Egressos do sistema prisional vivem condenação social
Por Wellerson Soares
Foram 730 dias encarcerado por um assalto. Dois anos se passaram desde o fim da pena, mas a sensação de liberdade ainda não chegou. Aos 40 anos, Moisés* encontra dificuldades para reestruturar a vida. Não consegue emprego, está distante da família, vive sob desconfiança dos olhares vigilantes dos vizinhos e tem uma dívida de mais de R$ 10 mil com o Estado brasileiro pelo tempo que passou na prisão.
A vida das pessoas que passam pelo sistema penitenciário remonta ao passado escravista brasileiro pós Lei Áurea. Homens e mulheres alforriados eram submetidos a condições sociais precarizadas, marginalizados e sem oportunidades de trabalho dignas, estudo e outras condições básicas de subsistência. 135 anos depois, os egressos também sofrem na pele com a herança racista do período de escravidão.
“Não consigo nem emprego de pedreiro para trabalhar nas casas dos meus vizinhos, porque eles acham que vou roubar. Uma vez consegui um bico em um depósito de bebidas para descarregar caixas, mas quando o dono descobriu que fui preso me ameaçou e disse que não podia mais trabalhar lá. No dia a dia as pessoas falam comigo, dão risada mas a desconfiança sempre está presente. Percebo isso nelas. Gente que me conhece há muitos anos, que vem do mesmo lugar que eu”, disse Moisés.
A dívida que o homem de 40 anos tem é fruto da chamada pena de multa. O cidadão passa a estar em débito com o Estado a partir do momento em que a sentença é estabelecida. A cobrança está prevista no Código Penal. Mesmo que o tempo estipulado na prisão tenha sido cumprido, enquanto o egresso não quita o montante sua pena não é extinta. Além disso, ficam suspensos direitos cívicos como direito ao voto e podem ter contas bloqueadas e bens confiscados.
O valor é estipulado a cada dia-multa, equivalente a 1/30 do salário mínimo vigente, que atualmente é de R$ 44. Para delitos como o cometido por Moisés (roubo, furto ou estelionato) já existe um montante estipulado entre 10 e 360 dias-multa, que varia de R $440 a R$ 15.840.
“Nem conta no banco posso ter. Todos os bicos que faço só aceito pagamento na mão, porque se eu boto dinheiro na conta ele fica bloqueado. Também não consigo ter acesso a nenhum auxílio do governo. Isso é uma injustiça. Por isso que muitos irmãos que saem da cadeia voltam para a vida do crime, porque o Estado não ajuda a gente quando voltamos para a sociedade”, desabafou o homem.

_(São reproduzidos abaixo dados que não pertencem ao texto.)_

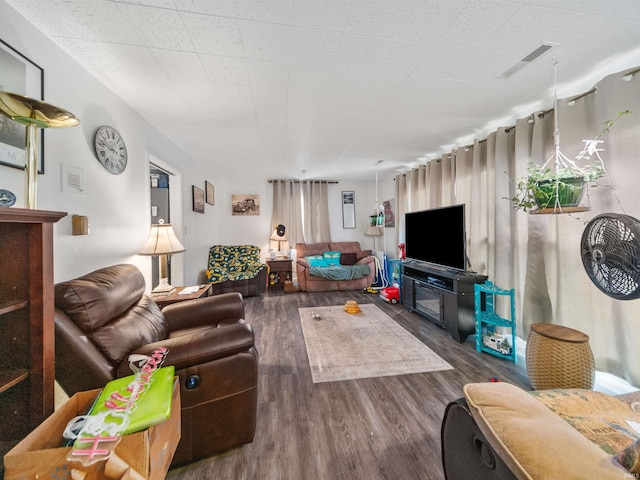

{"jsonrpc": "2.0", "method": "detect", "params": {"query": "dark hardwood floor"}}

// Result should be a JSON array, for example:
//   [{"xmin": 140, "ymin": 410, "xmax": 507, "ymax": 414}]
[{"xmin": 167, "ymin": 292, "xmax": 530, "ymax": 480}]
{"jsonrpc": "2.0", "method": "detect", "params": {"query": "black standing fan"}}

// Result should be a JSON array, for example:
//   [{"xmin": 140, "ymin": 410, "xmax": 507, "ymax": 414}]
[{"xmin": 581, "ymin": 213, "xmax": 640, "ymax": 300}]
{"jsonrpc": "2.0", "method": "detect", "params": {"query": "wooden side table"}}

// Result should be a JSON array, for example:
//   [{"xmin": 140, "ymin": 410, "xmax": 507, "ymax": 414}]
[
  {"xmin": 151, "ymin": 283, "xmax": 212, "ymax": 309},
  {"xmin": 527, "ymin": 323, "xmax": 596, "ymax": 390},
  {"xmin": 267, "ymin": 258, "xmax": 293, "ymax": 289}
]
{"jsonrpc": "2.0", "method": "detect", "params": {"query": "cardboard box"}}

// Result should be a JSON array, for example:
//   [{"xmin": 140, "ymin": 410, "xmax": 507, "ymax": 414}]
[{"xmin": 4, "ymin": 379, "xmax": 180, "ymax": 480}]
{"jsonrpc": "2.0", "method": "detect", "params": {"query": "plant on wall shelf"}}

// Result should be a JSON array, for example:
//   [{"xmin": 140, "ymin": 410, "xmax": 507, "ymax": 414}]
[{"xmin": 509, "ymin": 107, "xmax": 631, "ymax": 212}]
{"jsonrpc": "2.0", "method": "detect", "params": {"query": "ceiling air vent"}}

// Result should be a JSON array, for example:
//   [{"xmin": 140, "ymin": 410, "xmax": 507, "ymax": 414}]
[{"xmin": 498, "ymin": 42, "xmax": 558, "ymax": 78}]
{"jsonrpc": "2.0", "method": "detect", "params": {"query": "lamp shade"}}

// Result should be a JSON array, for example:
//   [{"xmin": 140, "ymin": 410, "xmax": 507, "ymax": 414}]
[
  {"xmin": 138, "ymin": 223, "xmax": 185, "ymax": 255},
  {"xmin": 364, "ymin": 226, "xmax": 384, "ymax": 237},
  {"xmin": 269, "ymin": 228, "xmax": 287, "ymax": 242}
]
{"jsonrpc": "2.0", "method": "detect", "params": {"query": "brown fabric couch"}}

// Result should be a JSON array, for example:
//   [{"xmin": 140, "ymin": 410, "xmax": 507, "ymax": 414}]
[
  {"xmin": 55, "ymin": 264, "xmax": 258, "ymax": 466},
  {"xmin": 296, "ymin": 242, "xmax": 376, "ymax": 292}
]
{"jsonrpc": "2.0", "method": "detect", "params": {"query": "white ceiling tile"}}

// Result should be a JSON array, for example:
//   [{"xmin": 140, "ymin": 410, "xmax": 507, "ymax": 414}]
[
  {"xmin": 113, "ymin": 0, "xmax": 175, "ymax": 8},
  {"xmin": 180, "ymin": 13, "xmax": 242, "ymax": 57},
  {"xmin": 54, "ymin": 0, "xmax": 141, "ymax": 45},
  {"xmin": 293, "ymin": 0, "xmax": 350, "ymax": 32},
  {"xmin": 149, "ymin": 48, "xmax": 208, "ymax": 79},
  {"xmin": 200, "ymin": 54, "xmax": 249, "ymax": 85},
  {"xmin": 173, "ymin": 0, "xmax": 236, "ymax": 18},
  {"xmin": 236, "ymin": 0, "xmax": 293, "ymax": 25},
  {"xmin": 345, "ymin": 0, "xmax": 467, "ymax": 43},
  {"xmin": 335, "ymin": 35, "xmax": 431, "ymax": 75},
  {"xmin": 118, "ymin": 3, "xmax": 194, "ymax": 52},
  {"xmin": 3, "ymin": 0, "xmax": 640, "ymax": 178},
  {"xmin": 288, "ymin": 27, "xmax": 341, "ymax": 67},
  {"xmin": 245, "ymin": 60, "xmax": 289, "ymax": 86},
  {"xmin": 239, "ymin": 20, "xmax": 290, "ymax": 62}
]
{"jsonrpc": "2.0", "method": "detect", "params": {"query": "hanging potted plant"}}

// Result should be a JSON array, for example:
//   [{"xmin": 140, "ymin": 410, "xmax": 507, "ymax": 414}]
[{"xmin": 510, "ymin": 110, "xmax": 631, "ymax": 212}]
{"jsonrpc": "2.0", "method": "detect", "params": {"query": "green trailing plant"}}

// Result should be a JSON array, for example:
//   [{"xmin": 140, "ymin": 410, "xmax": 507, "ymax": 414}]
[{"xmin": 508, "ymin": 110, "xmax": 631, "ymax": 212}]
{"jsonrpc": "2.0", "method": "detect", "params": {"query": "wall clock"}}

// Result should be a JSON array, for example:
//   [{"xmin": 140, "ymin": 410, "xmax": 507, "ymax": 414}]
[{"xmin": 94, "ymin": 125, "xmax": 127, "ymax": 175}]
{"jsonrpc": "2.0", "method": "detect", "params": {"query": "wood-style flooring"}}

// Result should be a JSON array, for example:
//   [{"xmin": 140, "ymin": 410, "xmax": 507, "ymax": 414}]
[{"xmin": 167, "ymin": 291, "xmax": 530, "ymax": 480}]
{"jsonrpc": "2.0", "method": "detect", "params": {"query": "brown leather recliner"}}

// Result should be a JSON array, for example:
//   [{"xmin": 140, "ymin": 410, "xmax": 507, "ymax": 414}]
[{"xmin": 55, "ymin": 264, "xmax": 258, "ymax": 466}]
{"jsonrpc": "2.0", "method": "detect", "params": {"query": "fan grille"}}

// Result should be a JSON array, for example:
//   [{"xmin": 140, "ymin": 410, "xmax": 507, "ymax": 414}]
[{"xmin": 581, "ymin": 214, "xmax": 640, "ymax": 300}]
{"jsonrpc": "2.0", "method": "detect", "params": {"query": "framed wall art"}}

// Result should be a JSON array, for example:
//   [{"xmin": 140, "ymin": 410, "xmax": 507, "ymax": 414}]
[
  {"xmin": 382, "ymin": 198, "xmax": 396, "ymax": 228},
  {"xmin": 191, "ymin": 185, "xmax": 204, "ymax": 213},
  {"xmin": 0, "ymin": 39, "xmax": 45, "ymax": 173},
  {"xmin": 231, "ymin": 193, "xmax": 260, "ymax": 215},
  {"xmin": 204, "ymin": 180, "xmax": 215, "ymax": 205},
  {"xmin": 342, "ymin": 191, "xmax": 356, "ymax": 228}
]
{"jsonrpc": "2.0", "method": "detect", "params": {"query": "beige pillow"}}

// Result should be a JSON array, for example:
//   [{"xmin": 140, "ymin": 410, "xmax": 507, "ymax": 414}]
[{"xmin": 464, "ymin": 382, "xmax": 629, "ymax": 480}]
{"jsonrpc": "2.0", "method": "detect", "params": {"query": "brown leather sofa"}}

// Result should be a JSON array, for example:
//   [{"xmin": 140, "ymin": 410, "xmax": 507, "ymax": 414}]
[
  {"xmin": 296, "ymin": 242, "xmax": 376, "ymax": 292},
  {"xmin": 55, "ymin": 264, "xmax": 258, "ymax": 466}
]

Nesse sentido, diversas instituições trabalham para ajudar na ressocialização de pessoas que passaram pelo sistema prisional, como é o caso da organização Reflexões da Liberdade. Localizada no município de Embu das Artes (SP), a instituição busca “ampliar a conscientização sobre o sistema prisional no antes, durante e no depois da prisão e estimular uma olhar mais amplo a respeito do que gera a criminalidade e consequentemente a prisão.”
Com o projeto RH do Egresso, a Reflexões da Liberdade trabalha na integração social e oferece oportunidades concretas para aqueles que tenham cumprido pena reconstruírem suas vidas, oferecendo apoio integral, com atividades de desenvolvimento individual, psicológico e profissional.
“O modelo seletivo penal do Brasil acaba por aprisionar milhares de jovens e adultos, não resolvendo as causas da insegurança social, ou seja, a desigualdade social. Ao sair da prisão, o indivíduo se depara com todas as dificuldades da vida potencializadas por ter antecedentes criminais. Não oferecer meios da pessoa entender sua vida, suas escolhas e as consequências é uma forma de cultivar e aumentar a criminalidade”, diz trecho do site da instituição.
*Moisés é nome fictício do entrevistado que não quis se identificar.